Amaarae – Black Star

Amaarae’s third album has moments of truly sublime pop magic, but only once you get past its early bloodlessness

Album Review by Joe Creely | 08 Aug 2025
  • Amaarae – Black Star
Album title: Black Star
Artist: Amaarae
Label: Interscope
Release date: 8 Aug

After 2023’s spectacular Fountain Baby, expectations are high for Amaarae’s follow-up. Black Star is lithe and nocturnal, all sex and drugs over throbbing, rubbery bass, her voice as skittish and ever-changing as before. It’s strange then that in its opening stages it feels so lifeless. All the ingredients are there, but on tracks like Starkilla and ms60 they never feel animated with any of her usual sense of mischievous mishmash. It makes you realise quite how much of the world she’s created on previous records is sonic, and when the sounds feel characterless, the lyrics, which are often Travis Scott-level nondescript, certainly don’t do anything to pick up the slack.

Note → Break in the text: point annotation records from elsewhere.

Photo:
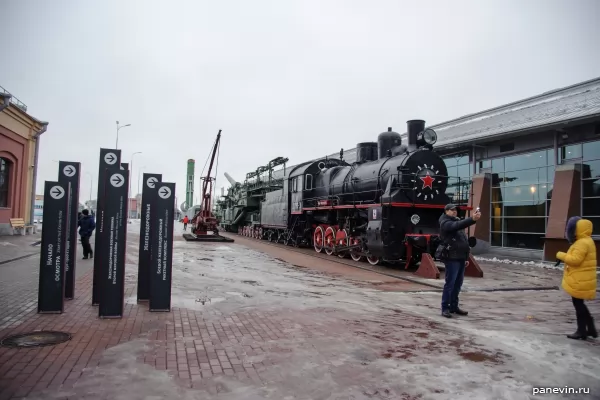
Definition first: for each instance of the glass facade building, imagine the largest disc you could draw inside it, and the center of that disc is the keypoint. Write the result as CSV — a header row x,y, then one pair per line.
x,y
587,154
459,178
521,190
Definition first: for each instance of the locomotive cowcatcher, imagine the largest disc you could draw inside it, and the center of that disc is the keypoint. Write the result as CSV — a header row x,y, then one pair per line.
x,y
383,207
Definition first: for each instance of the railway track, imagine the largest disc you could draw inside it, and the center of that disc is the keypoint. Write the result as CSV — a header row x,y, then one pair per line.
x,y
400,275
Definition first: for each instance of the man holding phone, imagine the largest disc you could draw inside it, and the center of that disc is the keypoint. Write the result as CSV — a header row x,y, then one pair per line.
x,y
453,236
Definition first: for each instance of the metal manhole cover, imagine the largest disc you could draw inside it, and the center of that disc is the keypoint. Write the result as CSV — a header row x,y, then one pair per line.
x,y
35,339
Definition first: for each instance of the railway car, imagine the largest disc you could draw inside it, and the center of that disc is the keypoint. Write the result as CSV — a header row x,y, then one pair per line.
x,y
383,207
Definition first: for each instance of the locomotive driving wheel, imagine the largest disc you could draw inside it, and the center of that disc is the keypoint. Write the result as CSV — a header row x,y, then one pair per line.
x,y
342,239
329,240
355,255
373,260
318,238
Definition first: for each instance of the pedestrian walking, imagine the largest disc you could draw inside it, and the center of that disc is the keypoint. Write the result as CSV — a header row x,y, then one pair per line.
x,y
86,226
579,277
454,253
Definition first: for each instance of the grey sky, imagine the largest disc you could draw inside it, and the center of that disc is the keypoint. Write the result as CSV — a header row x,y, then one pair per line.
x,y
281,78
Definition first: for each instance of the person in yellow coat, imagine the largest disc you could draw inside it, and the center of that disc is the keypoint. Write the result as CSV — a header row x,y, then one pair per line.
x,y
579,278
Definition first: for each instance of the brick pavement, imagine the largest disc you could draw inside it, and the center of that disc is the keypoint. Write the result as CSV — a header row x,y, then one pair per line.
x,y
186,345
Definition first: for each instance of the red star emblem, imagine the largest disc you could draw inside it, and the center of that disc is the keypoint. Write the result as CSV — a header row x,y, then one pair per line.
x,y
427,181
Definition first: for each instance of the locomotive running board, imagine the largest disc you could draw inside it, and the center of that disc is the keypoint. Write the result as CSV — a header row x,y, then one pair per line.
x,y
190,237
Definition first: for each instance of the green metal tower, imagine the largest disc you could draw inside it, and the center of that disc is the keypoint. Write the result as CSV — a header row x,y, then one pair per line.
x,y
189,192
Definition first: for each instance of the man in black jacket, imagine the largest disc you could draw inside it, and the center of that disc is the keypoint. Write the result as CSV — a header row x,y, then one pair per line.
x,y
453,236
86,227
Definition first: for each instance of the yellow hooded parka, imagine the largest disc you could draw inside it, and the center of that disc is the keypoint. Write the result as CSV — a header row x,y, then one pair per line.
x,y
579,278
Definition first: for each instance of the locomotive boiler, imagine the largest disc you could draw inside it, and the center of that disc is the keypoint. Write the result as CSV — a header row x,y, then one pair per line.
x,y
384,206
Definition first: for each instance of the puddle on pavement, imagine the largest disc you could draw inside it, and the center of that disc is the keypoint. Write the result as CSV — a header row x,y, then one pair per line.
x,y
238,294
203,300
253,283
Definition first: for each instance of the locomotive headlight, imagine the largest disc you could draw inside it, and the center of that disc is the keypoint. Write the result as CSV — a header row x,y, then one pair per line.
x,y
427,137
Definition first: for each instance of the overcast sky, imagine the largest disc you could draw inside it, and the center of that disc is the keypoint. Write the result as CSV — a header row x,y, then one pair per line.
x,y
297,79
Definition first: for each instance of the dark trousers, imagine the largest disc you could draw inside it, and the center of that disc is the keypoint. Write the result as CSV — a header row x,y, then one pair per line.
x,y
455,274
585,322
87,247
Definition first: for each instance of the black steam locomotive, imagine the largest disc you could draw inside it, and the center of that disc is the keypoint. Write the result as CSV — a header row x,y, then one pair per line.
x,y
383,207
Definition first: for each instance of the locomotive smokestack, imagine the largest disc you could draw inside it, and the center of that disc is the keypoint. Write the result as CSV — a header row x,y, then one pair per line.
x,y
386,141
414,126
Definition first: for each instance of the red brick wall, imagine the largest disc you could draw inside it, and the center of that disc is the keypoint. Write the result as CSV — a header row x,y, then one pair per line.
x,y
14,148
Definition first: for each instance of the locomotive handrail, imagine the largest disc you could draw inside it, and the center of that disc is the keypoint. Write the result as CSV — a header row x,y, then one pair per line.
x,y
462,195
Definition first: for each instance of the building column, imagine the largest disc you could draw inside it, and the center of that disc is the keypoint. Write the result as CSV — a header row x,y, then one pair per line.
x,y
565,203
481,197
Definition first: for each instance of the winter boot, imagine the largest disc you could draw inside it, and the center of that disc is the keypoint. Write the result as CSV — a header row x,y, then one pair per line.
x,y
577,336
591,331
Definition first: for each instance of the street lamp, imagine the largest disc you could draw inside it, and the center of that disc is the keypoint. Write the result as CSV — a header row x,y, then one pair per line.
x,y
91,180
131,169
119,127
137,205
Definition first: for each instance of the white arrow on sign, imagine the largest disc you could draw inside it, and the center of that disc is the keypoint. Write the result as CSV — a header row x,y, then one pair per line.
x,y
151,182
110,158
164,192
117,180
57,192
69,171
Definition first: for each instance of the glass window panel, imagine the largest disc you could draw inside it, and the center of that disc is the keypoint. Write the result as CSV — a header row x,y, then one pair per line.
x,y
523,194
497,178
591,207
591,150
496,210
524,177
545,191
570,152
496,195
591,188
498,165
525,161
591,169
550,156
464,171
483,164
596,223
452,172
496,224
550,175
524,240
462,160
496,239
527,225
524,209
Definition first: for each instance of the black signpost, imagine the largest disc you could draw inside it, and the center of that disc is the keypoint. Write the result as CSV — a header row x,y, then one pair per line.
x,y
162,223
54,237
112,263
109,158
68,173
151,182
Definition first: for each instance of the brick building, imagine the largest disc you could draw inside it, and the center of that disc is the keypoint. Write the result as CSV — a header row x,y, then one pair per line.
x,y
19,146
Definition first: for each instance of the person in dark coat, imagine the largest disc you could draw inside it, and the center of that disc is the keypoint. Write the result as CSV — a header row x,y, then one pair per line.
x,y
456,258
86,227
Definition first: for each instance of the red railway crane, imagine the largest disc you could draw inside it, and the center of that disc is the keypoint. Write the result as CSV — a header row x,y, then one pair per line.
x,y
205,221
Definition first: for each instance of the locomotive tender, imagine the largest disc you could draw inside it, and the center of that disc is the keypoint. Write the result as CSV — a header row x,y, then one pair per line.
x,y
383,207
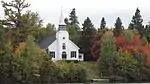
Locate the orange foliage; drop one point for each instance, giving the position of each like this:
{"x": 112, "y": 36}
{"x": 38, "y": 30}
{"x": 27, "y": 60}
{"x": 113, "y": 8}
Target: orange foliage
{"x": 128, "y": 45}
{"x": 146, "y": 51}
{"x": 133, "y": 46}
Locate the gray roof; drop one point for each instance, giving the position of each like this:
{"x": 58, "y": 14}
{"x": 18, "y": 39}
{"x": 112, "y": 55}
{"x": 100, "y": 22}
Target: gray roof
{"x": 47, "y": 41}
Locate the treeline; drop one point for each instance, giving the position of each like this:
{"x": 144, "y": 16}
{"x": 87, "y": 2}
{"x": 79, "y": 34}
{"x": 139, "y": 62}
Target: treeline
{"x": 122, "y": 54}
{"x": 21, "y": 59}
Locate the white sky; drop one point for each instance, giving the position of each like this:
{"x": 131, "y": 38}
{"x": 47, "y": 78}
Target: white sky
{"x": 49, "y": 10}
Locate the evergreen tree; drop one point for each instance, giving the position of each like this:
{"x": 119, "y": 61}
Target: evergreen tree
{"x": 118, "y": 27}
{"x": 73, "y": 18}
{"x": 108, "y": 53}
{"x": 86, "y": 39}
{"x": 73, "y": 27}
{"x": 136, "y": 22}
{"x": 103, "y": 23}
{"x": 147, "y": 30}
{"x": 13, "y": 11}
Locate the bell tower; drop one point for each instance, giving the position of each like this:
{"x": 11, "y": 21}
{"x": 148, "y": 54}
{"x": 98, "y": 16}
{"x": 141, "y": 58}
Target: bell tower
{"x": 62, "y": 25}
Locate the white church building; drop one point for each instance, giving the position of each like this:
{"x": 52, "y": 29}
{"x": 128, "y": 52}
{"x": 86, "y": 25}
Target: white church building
{"x": 60, "y": 46}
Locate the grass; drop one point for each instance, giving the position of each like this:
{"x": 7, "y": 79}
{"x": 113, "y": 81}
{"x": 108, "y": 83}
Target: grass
{"x": 91, "y": 69}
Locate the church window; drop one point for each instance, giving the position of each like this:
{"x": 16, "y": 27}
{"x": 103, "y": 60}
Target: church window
{"x": 73, "y": 54}
{"x": 52, "y": 54}
{"x": 64, "y": 55}
{"x": 63, "y": 46}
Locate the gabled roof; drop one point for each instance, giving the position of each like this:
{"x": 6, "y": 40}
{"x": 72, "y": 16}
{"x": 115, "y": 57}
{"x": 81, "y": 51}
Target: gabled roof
{"x": 47, "y": 41}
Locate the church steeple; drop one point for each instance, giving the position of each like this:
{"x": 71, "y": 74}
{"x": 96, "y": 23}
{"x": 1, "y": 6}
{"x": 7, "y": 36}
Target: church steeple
{"x": 62, "y": 25}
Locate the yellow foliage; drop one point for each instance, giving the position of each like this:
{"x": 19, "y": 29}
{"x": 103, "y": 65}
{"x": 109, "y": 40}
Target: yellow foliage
{"x": 20, "y": 48}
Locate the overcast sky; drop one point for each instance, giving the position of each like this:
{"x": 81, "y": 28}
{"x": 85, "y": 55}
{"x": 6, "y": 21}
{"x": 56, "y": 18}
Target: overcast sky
{"x": 49, "y": 10}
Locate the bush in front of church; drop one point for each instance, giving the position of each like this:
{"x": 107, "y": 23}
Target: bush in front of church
{"x": 70, "y": 72}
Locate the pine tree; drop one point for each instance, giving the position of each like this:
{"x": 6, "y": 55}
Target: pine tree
{"x": 108, "y": 53}
{"x": 86, "y": 38}
{"x": 73, "y": 26}
{"x": 118, "y": 27}
{"x": 103, "y": 23}
{"x": 13, "y": 11}
{"x": 136, "y": 22}
{"x": 147, "y": 30}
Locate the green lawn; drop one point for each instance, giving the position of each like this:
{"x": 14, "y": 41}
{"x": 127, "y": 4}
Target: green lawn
{"x": 91, "y": 69}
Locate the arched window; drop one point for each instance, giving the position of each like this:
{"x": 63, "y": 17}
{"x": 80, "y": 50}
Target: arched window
{"x": 64, "y": 55}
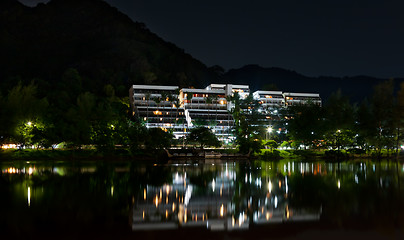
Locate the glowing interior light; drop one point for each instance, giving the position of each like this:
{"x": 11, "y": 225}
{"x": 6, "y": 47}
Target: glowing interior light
{"x": 270, "y": 186}
{"x": 29, "y": 196}
{"x": 213, "y": 185}
{"x": 276, "y": 202}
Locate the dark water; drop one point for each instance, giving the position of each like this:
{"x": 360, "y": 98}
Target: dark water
{"x": 126, "y": 198}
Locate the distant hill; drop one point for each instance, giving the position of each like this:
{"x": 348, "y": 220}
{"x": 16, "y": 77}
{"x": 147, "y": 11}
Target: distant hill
{"x": 103, "y": 44}
{"x": 357, "y": 88}
{"x": 107, "y": 47}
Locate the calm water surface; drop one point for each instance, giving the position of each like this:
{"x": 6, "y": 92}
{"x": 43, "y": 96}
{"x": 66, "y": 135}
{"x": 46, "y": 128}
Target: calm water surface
{"x": 57, "y": 196}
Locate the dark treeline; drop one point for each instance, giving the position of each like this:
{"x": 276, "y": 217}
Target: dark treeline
{"x": 35, "y": 114}
{"x": 375, "y": 123}
{"x": 68, "y": 114}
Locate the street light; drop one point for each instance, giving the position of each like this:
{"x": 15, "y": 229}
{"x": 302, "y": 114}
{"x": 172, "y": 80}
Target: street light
{"x": 269, "y": 130}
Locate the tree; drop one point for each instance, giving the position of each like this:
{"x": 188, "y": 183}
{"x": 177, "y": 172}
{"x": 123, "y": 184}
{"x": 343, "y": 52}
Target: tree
{"x": 157, "y": 139}
{"x": 339, "y": 120}
{"x": 272, "y": 144}
{"x": 305, "y": 124}
{"x": 382, "y": 106}
{"x": 23, "y": 111}
{"x": 247, "y": 129}
{"x": 204, "y": 137}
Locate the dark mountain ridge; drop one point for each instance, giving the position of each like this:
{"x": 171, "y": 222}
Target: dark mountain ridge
{"x": 107, "y": 47}
{"x": 357, "y": 87}
{"x": 96, "y": 39}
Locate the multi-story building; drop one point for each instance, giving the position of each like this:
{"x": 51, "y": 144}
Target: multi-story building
{"x": 178, "y": 110}
{"x": 293, "y": 99}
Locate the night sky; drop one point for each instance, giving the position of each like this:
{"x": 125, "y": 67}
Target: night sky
{"x": 312, "y": 37}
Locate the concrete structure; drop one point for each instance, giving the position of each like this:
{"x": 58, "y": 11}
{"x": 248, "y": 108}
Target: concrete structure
{"x": 179, "y": 110}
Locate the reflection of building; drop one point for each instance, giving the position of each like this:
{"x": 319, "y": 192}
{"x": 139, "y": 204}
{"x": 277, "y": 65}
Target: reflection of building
{"x": 172, "y": 108}
{"x": 227, "y": 202}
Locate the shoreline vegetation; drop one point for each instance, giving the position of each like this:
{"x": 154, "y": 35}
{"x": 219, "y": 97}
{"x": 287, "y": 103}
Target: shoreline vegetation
{"x": 124, "y": 154}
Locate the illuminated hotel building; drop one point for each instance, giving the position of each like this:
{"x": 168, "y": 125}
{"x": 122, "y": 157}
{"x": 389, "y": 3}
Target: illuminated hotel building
{"x": 179, "y": 110}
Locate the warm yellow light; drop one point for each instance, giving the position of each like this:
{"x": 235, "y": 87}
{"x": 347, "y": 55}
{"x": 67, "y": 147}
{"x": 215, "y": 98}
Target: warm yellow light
{"x": 156, "y": 200}
{"x": 29, "y": 196}
{"x": 269, "y": 186}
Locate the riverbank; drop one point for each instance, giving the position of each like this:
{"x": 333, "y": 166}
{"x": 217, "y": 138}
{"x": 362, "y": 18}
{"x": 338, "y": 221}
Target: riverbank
{"x": 189, "y": 154}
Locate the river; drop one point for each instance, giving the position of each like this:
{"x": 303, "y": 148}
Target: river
{"x": 235, "y": 199}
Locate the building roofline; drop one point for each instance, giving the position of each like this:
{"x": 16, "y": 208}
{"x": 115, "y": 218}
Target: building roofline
{"x": 193, "y": 90}
{"x": 155, "y": 87}
{"x": 268, "y": 92}
{"x": 301, "y": 94}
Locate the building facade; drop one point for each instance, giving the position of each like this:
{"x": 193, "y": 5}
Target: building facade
{"x": 179, "y": 110}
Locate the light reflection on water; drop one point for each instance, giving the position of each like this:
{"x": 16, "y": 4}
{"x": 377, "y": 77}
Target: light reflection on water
{"x": 220, "y": 196}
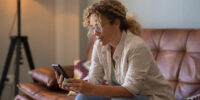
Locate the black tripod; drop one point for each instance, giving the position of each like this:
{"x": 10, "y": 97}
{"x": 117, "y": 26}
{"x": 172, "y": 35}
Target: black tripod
{"x": 16, "y": 42}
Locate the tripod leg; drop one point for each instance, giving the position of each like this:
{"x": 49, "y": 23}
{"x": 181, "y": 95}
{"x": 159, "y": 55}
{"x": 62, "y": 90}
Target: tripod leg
{"x": 18, "y": 58}
{"x": 28, "y": 54}
{"x": 7, "y": 63}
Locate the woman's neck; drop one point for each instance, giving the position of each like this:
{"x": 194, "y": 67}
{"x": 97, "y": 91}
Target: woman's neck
{"x": 115, "y": 41}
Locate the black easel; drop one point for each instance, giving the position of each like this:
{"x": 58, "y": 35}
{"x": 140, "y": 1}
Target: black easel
{"x": 16, "y": 41}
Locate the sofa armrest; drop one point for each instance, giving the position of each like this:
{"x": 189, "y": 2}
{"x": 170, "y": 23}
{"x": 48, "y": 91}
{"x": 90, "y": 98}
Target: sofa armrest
{"x": 47, "y": 75}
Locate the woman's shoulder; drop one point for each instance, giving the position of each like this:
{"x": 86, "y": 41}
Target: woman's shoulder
{"x": 134, "y": 41}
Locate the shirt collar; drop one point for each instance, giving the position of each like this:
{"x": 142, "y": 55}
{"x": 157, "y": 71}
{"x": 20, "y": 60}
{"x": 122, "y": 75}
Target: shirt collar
{"x": 119, "y": 48}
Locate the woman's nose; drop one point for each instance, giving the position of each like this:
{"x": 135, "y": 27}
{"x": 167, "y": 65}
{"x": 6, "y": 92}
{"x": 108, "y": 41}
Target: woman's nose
{"x": 96, "y": 33}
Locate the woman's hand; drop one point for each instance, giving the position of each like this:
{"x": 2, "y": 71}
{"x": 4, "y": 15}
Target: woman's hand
{"x": 76, "y": 85}
{"x": 60, "y": 79}
{"x": 79, "y": 86}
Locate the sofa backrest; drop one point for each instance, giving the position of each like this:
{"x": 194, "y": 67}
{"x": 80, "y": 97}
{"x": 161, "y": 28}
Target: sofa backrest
{"x": 177, "y": 53}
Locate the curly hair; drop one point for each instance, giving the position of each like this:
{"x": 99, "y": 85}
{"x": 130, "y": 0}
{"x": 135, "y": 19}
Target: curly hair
{"x": 112, "y": 9}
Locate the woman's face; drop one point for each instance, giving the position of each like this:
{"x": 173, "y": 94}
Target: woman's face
{"x": 107, "y": 30}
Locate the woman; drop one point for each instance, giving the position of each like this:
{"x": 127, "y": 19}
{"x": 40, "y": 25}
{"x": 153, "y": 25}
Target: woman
{"x": 122, "y": 56}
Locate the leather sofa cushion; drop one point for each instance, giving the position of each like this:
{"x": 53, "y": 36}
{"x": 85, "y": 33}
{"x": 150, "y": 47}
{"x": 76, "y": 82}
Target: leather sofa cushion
{"x": 177, "y": 54}
{"x": 23, "y": 97}
{"x": 47, "y": 75}
{"x": 41, "y": 92}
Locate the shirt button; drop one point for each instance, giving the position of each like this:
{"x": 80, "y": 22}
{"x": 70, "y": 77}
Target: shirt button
{"x": 117, "y": 57}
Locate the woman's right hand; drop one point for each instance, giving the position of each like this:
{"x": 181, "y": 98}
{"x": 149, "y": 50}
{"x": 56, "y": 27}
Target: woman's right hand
{"x": 60, "y": 80}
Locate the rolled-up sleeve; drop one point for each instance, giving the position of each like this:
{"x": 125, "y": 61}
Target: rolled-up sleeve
{"x": 139, "y": 60}
{"x": 96, "y": 71}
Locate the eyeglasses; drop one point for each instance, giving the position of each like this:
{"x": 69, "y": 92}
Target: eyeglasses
{"x": 97, "y": 27}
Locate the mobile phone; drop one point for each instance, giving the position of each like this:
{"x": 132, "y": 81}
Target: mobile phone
{"x": 59, "y": 69}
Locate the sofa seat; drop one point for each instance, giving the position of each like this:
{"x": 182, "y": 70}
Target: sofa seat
{"x": 41, "y": 92}
{"x": 176, "y": 52}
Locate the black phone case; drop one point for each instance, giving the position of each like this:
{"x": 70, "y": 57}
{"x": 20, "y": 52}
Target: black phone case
{"x": 60, "y": 71}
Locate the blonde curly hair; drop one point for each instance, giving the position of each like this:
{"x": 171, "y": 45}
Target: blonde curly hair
{"x": 112, "y": 9}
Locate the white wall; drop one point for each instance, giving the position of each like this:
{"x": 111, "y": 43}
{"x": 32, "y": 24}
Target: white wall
{"x": 38, "y": 23}
{"x": 164, "y": 13}
{"x": 67, "y": 31}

Then there’s the one-two of immaculate singles Girlie-Pop! and S.M.O., and it’s like the record has put its finger in a plug socket. Suddenly, it’s so much richer, emotions feel far more realised, the embracing of regional dance music forms feel less like cursory nods, and it’s banger after banger all the way home. Dove Cameron mixes her voice at its most delicate with a beat equal parts lumpen and live wire, while Fineshyt does exactly what earlier tracks failed to do, corralling a supermarket sweep of influences into something that feels utterly of itself. It happens again and again across the back half of the album, and shows the star-making brilliance Amaarae possesses in spades but had been missing in the record’s early stages.